Dustin's AMD Pure Budget System
Hardware Component Price
Processor AMD Athlon II X4 640
(Propus 45nm, 3.0GHz, 4x512KB L2, 95W)
Video Integrated ATI Radeon HD 4250 -
Motherboard MSI 880GM-E41 (AMD 880G/SB710 AM3) $75
Memory Corsair 4GB (2x2GB) DDR3-1333 CL9 (CMV4GX3M2A1333C9) $59
Hard Drive Samsung Spinpoint F3 500GB
(HD502HJ 7200RPM 16MB)
Optical Drive LG 22X DVDRW (GH22LS50) $17
Case Cooler Master Elite 360 $40
Power Supply Antec EarthWatts Green EA-380D 380W
(380W 80 Plus Bronze Certified)
Base System Total $375

Over the past summer I wound up building a rash of budget systems for friends and family; over the past year you can chalk a couple more up. I actually have about two more queued up for the holiday season, so suffice it to say I keep a list of go-to parts for my builds that I've been consistently satisfied with. For this build I decided to go for a sort of "optimum budget" machine, and with most selections I'll have a suggestion as to how to reduce the price tag without hurting overall quality. There are some compromises made here—note the lack of a video card—but I'm perfectly happy putting my stamp on this system.

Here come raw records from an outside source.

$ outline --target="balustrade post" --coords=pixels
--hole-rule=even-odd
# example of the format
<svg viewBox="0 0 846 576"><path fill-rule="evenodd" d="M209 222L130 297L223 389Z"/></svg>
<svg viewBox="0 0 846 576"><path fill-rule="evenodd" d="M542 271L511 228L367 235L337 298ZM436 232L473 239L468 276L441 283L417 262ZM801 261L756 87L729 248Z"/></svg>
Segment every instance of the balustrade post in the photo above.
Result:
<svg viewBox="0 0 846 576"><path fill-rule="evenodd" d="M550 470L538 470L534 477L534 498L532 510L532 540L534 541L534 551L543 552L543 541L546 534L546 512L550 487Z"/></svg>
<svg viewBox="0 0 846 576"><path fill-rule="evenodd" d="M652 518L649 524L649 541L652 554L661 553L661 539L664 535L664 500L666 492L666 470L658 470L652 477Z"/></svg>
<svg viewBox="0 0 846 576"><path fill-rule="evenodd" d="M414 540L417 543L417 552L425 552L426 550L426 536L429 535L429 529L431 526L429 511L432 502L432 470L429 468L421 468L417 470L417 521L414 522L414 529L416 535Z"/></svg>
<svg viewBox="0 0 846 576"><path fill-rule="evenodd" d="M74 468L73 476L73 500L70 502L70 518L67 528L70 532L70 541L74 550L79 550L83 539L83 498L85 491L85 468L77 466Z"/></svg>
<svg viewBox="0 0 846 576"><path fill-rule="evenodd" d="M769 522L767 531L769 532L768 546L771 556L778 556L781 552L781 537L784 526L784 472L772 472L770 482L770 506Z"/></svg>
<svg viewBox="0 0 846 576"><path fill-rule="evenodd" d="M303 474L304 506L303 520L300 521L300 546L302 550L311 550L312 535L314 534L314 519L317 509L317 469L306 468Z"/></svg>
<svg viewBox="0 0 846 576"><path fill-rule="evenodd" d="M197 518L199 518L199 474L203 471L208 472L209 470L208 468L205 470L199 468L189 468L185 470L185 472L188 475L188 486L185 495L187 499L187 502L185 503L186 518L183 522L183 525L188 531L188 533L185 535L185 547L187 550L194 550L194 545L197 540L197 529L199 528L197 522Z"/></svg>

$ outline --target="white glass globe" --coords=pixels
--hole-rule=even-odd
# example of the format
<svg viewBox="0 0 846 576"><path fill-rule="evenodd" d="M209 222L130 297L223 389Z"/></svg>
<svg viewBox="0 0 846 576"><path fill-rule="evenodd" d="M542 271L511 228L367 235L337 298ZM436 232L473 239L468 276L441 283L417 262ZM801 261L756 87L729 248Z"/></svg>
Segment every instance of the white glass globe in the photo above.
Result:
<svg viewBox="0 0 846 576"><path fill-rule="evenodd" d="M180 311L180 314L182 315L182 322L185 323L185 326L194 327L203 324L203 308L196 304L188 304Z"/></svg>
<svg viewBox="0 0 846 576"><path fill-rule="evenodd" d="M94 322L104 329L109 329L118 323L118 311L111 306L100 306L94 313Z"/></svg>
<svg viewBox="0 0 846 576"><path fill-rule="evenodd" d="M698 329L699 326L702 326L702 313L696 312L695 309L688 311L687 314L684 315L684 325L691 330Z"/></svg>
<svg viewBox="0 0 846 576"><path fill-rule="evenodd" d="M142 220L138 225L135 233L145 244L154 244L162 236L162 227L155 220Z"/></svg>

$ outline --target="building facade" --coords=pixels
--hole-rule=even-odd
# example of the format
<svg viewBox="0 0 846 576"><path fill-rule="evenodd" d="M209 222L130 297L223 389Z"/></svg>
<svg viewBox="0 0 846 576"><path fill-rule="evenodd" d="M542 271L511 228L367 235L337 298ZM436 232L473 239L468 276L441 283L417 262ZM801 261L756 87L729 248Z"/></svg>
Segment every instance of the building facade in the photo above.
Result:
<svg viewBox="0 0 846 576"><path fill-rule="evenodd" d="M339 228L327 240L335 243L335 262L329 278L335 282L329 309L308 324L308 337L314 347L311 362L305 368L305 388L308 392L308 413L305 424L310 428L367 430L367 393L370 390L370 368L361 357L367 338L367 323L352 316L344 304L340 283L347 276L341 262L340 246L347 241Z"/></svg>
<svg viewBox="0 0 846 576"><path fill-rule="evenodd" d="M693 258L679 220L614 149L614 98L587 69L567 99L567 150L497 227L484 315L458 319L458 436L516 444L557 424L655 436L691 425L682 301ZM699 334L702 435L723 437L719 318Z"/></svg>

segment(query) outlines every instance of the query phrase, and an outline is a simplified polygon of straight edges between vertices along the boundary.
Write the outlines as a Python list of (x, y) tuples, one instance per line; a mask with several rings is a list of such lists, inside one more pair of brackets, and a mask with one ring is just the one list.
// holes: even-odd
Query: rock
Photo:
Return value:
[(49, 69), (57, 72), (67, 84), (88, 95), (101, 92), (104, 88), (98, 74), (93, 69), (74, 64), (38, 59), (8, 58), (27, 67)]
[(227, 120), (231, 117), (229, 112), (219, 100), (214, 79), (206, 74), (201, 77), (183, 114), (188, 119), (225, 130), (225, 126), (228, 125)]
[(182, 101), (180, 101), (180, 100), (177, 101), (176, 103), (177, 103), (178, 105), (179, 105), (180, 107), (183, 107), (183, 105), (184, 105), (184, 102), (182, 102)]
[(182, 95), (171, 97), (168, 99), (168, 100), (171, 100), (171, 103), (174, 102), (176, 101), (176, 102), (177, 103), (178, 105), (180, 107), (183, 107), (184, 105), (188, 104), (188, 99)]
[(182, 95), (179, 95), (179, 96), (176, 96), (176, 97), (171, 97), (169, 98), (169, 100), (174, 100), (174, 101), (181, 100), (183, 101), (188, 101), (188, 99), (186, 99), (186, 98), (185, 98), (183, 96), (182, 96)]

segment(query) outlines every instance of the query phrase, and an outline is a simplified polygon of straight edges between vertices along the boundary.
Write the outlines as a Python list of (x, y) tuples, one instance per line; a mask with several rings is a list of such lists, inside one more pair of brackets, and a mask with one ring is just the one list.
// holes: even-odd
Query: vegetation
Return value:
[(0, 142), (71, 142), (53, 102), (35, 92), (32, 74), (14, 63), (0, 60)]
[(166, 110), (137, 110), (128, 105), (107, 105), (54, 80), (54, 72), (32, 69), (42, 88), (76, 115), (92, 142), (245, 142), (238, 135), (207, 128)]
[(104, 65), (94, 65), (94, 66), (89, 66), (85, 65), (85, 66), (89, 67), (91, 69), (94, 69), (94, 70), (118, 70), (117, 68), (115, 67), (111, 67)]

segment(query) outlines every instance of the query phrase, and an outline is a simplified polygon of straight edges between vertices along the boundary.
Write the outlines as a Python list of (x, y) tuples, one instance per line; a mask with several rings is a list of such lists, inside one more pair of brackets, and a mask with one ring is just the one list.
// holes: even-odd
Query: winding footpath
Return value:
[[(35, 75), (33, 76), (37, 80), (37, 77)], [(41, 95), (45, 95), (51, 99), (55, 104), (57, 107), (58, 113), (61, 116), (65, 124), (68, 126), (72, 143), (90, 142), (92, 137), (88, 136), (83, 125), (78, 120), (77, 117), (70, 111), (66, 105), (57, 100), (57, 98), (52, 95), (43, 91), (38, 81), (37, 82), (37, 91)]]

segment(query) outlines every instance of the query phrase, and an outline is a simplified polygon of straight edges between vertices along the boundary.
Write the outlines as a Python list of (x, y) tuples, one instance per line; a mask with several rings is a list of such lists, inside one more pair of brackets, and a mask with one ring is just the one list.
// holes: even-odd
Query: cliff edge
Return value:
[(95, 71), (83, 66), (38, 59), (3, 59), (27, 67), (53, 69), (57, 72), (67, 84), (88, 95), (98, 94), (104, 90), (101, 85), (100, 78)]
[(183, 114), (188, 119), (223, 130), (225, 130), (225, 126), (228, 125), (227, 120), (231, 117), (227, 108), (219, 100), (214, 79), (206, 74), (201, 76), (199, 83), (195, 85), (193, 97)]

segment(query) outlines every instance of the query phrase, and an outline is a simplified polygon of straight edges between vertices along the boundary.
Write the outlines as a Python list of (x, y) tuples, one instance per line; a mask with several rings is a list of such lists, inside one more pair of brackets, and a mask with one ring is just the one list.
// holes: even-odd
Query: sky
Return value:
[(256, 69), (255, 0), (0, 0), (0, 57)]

The first big decision is the processor, and I want something that'll last. It's true that Grandma Millie may not need all that power, but I've found that the AMD Athlon II X4 has been my go-to for nearly every budget build since its inception; it's just that good of a deal. The price-performance is undeniable and when you can get a quad core for $99, why would you settle for less? If you need to make a deeper cut for users who aren't going to push the system that hard, I've been remarkably impressed by the AMD Sempron 140. It's a 2.7GHz single core, but of the three I've built, two have unlocked into stable dual-cores—i.e. Athlon II X2—and at $33, it's an absolute steal.

Picking the motherboard turned out to be a bit trickier, but I've found myself consistently satisfied with boards from MSI, Gigabyte, and ASUS. After narrowing the brand down, I want an integrated chipset that's going to pass my "Grandma Test:" is it powerful enough to play Hulu and YouTube HD video? That leaves us with the 785G and 880G chipsets, and since those have hit price parity (actually the 880G is cheaper now!), I opted to go with MSI's 880GM-E41. I'm not too thrilled about the SB710 Southbridge, but the lack of 6Gbps SATA isn't devastating. The ATI Radeon HD 4250 integrated graphics part offers enough horsepower to even play the odd game, but mostly it's there for hardware-accelerated video and Flash (with 10.1), which can make a big difference with Hulu. Unfortunately, this is about as low as I'll go; other cheaper integrated chipsets don't bring that acceleration to the table.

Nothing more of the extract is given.